Module aws_extractor
Manages S3 and database interactions for PDF extractor. Called from extract_s3.py.
Functions
def configure_db_from_secret(client_spec: ClientSpecStatic | dict[str, FacilitySpec])
-
Pull connection info from AWS and connect to a ClaimMaker DB instance.
Connection info is pulled from AWS secrets manager. client_spec setting 'db_secret_name' defines the secret to be pulled.
Raises
SystemExit(98): Failed to retrieve the secret specified by 'db_secret_name' from AWS SystemExit(99): Failed to connect to the DB using the connection information found in the specified secret. Raised IAOI (gvars.NO_DB and gvars.DISABLE_DB) == False. Otherwise, a warning is logged and execution is allowed to continue.
Args
client_spec
:sp.ClientSpec
- spec for the current client selected from this run's client_specs object.
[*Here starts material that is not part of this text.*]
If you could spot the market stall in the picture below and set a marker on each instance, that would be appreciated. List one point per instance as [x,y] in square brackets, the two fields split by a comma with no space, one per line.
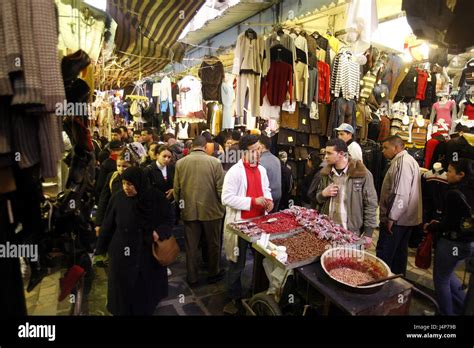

def extract_buckets(**kwargs) ‑> collections.abc.Iterator[aws_s3_batch.S3Batch]
-
Process all clients and facilities defined in the client_specs object supplied for this run.
KwArgs
aws_s3_bucket
:str
- The source AWS S3 Bucket name.
no_db
:bool
- Somewhat of a misnomer as features have evolved. If true, the extraction is performed in a "read only" mode. SELECTs against DB resources ARE allowed, but writes TO the DB are NOT. S3 keys will be pulled but not updated or created. Defaults to False.
log_console
:bool
- Send all log data to the console stdout and stderr. Default is False.
log_dir
:str
- If log_console is False, sets the folder where log files are saved. Defaults to the current working directory.
client_list
:list[str]
- The list of client keys to process during the run. Optional. Defaults to all clients in the current client_specs object.
facility_list
:list[str]
- The list of facility keys to process during the run. Optional. Defaults to all facilities for all clients defined in the current client_specs object.
client_specs
:ClientSpecs
- Optional. Overrides builtin_client_specs if supplied.
match_specs
:MatchSpecs
- Optional. Overrides builtin_match_specs if supplied.
section_specs
:SectionSpecs
- Optional. Overrides builtin_section_specs if supplied.
table_specs
:TableSpecs
- Optional. Overrides builtin_table_specs if supplied.
transform_specs
:TransformSpecs
- Optional. Overrides builtin_transform_specs if supplied.
summary_specs
:SummarySpecs
- Optional. Overrides builtin_summary_specs if supplied.
max_keys
:int
- When set to a positive integer, sets the default for the
maximum number of AWS S3 object keys to process per facility.
sp.FacilitySpec
max_keys
settings override the value in "positive integer" mode. A value of-1
triggers recursive operations. In this mode, batches of FacilitySpec.get('max_keys', 1000) S3 keys are processed in series until all keys in the facility S3 folder have been processed. Default is 1000, i.e. the maxiumum number of keys allowed in an AWS boto3 'list objects' response. api_secret_name
:str
- Optional override for all 'api_secret_name' client_spec entries. Used to avoid charges to clients when the container is executing in PROD for non-PROD purposes, e.g. debugging a prior production run or preloading data for a new client.
output_dir
:str
- Forces debug output to save to disk at the supplied
path. Overrides FacilitySpec setting
output_dir
for all facilities processed during the run. Does NOT interfere with DB or S3 interactions if otherwise enabled. initialize
:bool
- If True, sets the global variables for the run and initializes the log file. If False, skips initialization and assumes that the global variables have already been set and the log file has already been initialized. Defaults to True.
Yields
s3b.S3Batch
- A batch object for each facility processed during the run.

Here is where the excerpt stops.